Cinayet Masası Şefi Haritos, bir görev sırasında akciğerinden yaralanır. Evinde geçirmesi gereken uzun iyileşme sürecinde karısı Adriani’nin pişirdiği dolmalardan ve parka yaptığı gezilerde ona arkadaşlık eden, uyuklayan kediden başka bir şey kalmamış gibidir yaşamında. Ayrıca emniyet müdürlüğünde akıl almaz dolaplar dönmekte, Vekili Komiser Yanutsos raporlu arkadaşının sandalyesini ele geçirmek için her türlü numarayı çevirmektedir. Olimpiyat Köyü inşaatlarının hızla sürdüğü Atina bir şantiye görünümündedir. İnşaatlar büyük bir rant kapısı olmuş, herkes açılan devlet ihalelerinde parsayı toplama peşine düşmüştür. Birden ülke büyük bir haberle sarsılır: Cunta öncesinde direniş hareketinde aktif rol almış, cunta döneminde askeri polisinin elinde işkence görmüş, yıllarca hapis yatmış, sonradan büyük bir işadamına dönüşmüş Yanos Favieros canlı yayında herkesin gözü önünde intihar eder.

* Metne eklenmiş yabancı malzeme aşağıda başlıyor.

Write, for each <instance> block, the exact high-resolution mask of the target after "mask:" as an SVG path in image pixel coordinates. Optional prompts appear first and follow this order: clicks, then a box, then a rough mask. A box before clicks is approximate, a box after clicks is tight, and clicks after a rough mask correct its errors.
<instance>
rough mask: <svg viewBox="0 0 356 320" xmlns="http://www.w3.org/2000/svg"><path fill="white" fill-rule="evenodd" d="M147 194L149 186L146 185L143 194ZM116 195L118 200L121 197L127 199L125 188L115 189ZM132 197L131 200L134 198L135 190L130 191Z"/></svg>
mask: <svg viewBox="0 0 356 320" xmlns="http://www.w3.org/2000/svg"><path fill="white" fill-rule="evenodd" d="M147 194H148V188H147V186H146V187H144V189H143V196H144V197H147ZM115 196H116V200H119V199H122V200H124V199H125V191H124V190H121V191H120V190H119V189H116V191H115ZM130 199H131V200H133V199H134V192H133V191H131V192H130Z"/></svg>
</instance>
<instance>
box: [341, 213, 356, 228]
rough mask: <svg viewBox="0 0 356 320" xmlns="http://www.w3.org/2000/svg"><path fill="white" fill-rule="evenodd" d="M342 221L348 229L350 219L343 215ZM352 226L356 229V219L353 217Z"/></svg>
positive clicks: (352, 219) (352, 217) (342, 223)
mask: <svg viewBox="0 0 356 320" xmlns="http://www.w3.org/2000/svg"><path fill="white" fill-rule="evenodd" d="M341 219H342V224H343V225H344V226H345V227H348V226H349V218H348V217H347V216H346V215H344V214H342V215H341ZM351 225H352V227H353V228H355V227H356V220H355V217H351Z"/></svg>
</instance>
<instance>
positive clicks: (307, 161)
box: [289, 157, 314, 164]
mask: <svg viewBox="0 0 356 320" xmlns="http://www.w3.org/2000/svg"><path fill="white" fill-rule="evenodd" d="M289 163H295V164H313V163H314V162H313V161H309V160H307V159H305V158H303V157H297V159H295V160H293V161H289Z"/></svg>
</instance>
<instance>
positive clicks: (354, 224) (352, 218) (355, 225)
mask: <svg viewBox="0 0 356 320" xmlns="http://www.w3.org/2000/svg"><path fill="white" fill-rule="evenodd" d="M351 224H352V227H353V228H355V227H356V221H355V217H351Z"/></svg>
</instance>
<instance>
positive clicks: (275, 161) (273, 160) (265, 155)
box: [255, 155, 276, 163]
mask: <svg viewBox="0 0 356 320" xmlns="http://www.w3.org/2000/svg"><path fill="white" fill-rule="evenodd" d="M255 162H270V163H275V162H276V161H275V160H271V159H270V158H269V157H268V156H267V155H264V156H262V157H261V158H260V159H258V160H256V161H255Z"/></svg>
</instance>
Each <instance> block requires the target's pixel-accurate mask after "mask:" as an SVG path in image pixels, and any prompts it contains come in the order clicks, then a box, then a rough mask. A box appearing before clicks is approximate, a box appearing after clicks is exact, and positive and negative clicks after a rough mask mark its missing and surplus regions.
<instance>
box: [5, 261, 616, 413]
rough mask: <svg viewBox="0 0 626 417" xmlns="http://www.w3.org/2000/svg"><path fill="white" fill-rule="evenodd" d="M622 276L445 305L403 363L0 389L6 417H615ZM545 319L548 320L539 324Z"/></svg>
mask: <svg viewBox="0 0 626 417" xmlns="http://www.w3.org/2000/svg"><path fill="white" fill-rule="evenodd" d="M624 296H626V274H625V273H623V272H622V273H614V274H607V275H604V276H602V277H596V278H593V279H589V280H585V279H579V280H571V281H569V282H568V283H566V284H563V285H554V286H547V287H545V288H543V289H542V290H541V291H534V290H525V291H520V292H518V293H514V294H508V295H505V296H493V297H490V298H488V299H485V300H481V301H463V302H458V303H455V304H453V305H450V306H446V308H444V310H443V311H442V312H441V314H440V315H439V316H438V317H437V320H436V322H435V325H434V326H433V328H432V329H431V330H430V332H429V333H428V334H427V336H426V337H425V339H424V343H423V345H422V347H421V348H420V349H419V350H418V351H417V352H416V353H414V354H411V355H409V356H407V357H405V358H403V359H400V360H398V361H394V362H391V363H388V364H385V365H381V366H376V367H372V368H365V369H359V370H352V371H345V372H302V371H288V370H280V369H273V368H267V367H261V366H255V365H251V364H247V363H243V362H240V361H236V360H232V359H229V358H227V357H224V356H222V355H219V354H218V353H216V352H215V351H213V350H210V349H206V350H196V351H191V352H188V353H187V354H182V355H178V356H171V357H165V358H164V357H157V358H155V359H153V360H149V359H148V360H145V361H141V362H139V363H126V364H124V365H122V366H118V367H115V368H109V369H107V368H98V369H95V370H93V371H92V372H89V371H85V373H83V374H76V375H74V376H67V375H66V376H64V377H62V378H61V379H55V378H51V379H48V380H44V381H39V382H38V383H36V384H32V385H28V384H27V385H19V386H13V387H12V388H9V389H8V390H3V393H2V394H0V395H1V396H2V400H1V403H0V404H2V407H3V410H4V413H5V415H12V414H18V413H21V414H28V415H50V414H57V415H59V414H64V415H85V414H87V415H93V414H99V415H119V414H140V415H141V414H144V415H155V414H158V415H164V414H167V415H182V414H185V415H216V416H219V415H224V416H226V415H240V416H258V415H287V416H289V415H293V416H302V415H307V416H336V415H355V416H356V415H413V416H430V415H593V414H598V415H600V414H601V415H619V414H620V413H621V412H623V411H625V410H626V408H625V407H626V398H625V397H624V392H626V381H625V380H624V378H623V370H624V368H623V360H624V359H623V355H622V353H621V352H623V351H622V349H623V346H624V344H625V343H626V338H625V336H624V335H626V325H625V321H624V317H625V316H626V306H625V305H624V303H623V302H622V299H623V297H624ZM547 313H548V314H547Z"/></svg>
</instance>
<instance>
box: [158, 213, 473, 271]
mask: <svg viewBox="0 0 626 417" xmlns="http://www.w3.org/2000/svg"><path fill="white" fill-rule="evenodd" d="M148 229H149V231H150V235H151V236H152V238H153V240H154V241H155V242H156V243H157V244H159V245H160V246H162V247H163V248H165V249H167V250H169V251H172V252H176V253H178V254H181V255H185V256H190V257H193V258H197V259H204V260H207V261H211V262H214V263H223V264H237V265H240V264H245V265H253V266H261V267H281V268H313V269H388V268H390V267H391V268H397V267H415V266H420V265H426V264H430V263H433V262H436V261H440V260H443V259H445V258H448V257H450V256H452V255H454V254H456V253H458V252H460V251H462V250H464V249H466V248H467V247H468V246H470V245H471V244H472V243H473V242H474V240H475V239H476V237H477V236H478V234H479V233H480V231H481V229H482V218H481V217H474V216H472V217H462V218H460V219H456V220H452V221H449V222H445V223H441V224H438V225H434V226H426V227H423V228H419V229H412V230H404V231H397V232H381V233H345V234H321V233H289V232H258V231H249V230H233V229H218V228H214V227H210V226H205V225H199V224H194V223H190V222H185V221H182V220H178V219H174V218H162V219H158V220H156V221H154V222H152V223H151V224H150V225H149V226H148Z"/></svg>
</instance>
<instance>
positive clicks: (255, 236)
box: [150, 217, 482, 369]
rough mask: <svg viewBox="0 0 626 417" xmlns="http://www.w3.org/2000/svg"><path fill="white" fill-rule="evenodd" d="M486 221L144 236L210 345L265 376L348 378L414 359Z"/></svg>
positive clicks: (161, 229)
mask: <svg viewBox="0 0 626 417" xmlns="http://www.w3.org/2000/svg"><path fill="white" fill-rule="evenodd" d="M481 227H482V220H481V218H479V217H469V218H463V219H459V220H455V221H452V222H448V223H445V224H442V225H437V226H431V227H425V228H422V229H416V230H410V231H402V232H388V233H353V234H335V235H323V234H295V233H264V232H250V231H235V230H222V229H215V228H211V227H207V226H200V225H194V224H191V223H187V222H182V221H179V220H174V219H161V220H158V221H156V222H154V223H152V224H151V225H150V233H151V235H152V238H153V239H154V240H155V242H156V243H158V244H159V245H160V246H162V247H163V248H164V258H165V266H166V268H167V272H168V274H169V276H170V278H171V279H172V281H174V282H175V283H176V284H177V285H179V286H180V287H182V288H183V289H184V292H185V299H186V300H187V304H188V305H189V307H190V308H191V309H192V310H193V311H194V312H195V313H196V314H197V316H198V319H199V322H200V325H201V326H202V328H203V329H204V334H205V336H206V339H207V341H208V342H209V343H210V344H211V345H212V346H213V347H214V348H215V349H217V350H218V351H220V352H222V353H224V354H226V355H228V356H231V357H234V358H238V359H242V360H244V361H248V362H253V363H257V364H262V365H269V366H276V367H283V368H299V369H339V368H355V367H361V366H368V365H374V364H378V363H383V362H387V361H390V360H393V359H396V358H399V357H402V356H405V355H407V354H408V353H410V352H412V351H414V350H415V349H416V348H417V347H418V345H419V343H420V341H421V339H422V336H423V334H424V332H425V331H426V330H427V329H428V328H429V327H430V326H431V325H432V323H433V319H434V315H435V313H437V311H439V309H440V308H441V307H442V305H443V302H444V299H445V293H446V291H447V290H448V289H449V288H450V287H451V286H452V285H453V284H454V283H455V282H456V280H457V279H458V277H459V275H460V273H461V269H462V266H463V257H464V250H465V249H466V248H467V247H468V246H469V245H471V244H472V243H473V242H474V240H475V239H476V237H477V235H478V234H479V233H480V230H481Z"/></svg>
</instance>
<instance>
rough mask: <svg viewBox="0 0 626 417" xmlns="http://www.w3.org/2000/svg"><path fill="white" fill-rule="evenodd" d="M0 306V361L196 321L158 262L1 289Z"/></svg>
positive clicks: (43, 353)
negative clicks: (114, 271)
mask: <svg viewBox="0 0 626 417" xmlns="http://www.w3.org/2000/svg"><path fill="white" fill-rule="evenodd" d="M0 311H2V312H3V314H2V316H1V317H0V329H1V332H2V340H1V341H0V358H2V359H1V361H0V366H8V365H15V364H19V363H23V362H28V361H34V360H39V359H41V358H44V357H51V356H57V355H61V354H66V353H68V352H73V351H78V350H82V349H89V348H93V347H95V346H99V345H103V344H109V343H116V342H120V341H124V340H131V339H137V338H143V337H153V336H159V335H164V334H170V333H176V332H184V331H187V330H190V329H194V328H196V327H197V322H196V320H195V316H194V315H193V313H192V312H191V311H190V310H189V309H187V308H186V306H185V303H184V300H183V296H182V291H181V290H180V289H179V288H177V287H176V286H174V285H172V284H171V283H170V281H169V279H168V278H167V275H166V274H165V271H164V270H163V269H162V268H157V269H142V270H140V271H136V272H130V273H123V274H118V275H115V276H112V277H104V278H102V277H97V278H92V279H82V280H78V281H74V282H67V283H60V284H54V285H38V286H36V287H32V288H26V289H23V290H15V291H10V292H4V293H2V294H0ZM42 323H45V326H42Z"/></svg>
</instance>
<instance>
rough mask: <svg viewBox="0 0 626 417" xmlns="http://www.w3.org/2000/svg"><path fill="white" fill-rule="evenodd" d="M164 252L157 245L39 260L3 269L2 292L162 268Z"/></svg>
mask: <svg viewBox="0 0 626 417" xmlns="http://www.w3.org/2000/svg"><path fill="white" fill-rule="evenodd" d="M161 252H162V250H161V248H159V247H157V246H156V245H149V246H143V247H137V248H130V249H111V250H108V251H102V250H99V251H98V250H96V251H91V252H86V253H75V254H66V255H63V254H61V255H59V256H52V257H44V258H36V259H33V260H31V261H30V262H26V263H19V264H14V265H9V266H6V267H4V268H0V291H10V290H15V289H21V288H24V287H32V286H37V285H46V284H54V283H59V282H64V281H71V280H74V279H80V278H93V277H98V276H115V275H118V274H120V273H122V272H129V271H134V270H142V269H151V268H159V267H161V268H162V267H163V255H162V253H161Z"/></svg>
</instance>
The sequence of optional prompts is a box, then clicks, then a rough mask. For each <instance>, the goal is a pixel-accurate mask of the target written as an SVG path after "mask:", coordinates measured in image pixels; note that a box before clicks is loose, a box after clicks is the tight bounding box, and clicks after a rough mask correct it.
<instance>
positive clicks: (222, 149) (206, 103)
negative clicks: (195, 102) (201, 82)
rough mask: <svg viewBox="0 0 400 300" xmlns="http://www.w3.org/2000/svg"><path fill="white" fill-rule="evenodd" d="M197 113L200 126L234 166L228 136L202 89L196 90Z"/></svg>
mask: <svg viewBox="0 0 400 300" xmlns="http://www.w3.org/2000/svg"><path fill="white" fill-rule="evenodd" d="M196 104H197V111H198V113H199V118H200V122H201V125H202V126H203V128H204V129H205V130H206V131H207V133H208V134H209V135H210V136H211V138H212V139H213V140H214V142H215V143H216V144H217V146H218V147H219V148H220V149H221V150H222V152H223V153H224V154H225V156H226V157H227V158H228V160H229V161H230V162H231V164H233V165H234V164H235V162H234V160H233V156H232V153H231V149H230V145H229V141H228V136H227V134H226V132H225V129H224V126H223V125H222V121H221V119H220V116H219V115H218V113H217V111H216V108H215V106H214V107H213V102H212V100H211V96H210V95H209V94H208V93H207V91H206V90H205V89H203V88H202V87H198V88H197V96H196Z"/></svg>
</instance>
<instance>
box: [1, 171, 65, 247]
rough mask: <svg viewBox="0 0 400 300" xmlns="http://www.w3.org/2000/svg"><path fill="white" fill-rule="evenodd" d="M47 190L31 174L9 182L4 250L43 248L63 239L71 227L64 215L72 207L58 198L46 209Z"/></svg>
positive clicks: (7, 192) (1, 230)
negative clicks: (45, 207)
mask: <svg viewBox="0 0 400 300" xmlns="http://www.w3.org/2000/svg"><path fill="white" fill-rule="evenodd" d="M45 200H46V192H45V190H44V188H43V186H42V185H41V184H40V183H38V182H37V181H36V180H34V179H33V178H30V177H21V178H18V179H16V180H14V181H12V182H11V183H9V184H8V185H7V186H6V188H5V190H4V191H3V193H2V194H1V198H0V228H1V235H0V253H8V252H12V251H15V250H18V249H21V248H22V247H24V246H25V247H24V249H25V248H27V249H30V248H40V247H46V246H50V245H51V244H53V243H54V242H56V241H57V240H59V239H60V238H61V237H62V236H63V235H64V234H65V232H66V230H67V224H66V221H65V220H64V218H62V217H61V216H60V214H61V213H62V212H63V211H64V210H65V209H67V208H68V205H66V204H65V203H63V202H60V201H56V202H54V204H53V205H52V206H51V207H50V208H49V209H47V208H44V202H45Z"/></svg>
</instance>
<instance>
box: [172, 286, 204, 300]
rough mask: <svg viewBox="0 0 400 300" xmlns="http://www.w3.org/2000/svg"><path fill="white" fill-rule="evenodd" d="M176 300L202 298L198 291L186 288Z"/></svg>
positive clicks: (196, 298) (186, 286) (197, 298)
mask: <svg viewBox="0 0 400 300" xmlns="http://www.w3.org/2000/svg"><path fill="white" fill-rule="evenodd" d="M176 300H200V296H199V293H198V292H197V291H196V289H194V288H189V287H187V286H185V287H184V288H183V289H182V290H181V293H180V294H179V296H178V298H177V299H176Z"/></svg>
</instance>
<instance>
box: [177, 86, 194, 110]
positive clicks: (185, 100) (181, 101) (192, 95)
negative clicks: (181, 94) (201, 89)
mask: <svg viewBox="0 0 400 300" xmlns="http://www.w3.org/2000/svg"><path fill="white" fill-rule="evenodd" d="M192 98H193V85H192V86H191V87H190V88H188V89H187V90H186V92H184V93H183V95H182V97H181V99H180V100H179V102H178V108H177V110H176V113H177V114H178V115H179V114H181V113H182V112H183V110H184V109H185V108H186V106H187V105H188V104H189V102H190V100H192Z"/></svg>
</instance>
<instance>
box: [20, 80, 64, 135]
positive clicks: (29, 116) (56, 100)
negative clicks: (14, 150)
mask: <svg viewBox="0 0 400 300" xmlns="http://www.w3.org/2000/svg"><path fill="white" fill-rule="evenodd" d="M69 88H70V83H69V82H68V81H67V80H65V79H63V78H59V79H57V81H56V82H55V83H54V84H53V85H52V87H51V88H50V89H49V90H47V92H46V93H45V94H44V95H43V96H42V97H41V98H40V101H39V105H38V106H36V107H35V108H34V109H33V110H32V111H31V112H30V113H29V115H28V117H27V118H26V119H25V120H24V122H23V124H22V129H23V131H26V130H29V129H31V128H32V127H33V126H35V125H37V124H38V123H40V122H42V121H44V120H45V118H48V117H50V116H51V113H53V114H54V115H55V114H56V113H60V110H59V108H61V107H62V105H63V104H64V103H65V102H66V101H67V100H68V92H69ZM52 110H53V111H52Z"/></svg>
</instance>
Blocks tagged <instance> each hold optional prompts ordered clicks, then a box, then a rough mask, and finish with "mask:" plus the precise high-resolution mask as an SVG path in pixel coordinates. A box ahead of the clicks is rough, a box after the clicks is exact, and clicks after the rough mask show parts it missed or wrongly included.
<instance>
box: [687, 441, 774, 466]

Markaris, Dedektif Haritos karakteriyle alıştığımız ‘sert çocuk’ dedektiflerden çok farklı bir karakter çizmiş. Kostas Haritos hemen yumruklarını konuşturan ya da silahına davranan, içkici, seksi ve yalnız bir dedektif tiplemesi değil. Normal bir yaşantı süren, karısının dolmalarıyla zeytinyağlılarına düşkün, kızına tapan, içimizden biri. Teknolojiyle başı hoş değil, ne cep telefonundan haz ediyor ne televizyondan ne de son model arabalardan. Bilişim teknolojilerindense hiç anlamıyor. Trafik sıkışıklığından, aile sorunlarından ya da karısının dırdırından muaf değil. Yardımcılarının gizlice okuduğu otomobil dergileri sinirine dokunuyor, emniyetin köhnemiş düzeni onu çileden çıkartıyor. Bir anlamda işine gidip gelen bir polis memuru o. Kendini kimsenin gerçek nedeni öğrenmeye niyetinin olmadığı, ama herkesin bir çıkar sağlamaya, yıvışık bir hikâye çıkarmaya; ‘reyting yapmaya’ ve tez elden tüketmeye çalıştığı bir komplo teorisinin içinde yapayalnız buluverince iş başa düşüyor.
Dedektif romanlarını seven ama alışıldık öykülerden sıkılanlar için Markaris’in mizah dolu bir dille kaleme aldığı romanı farklı bir soluk.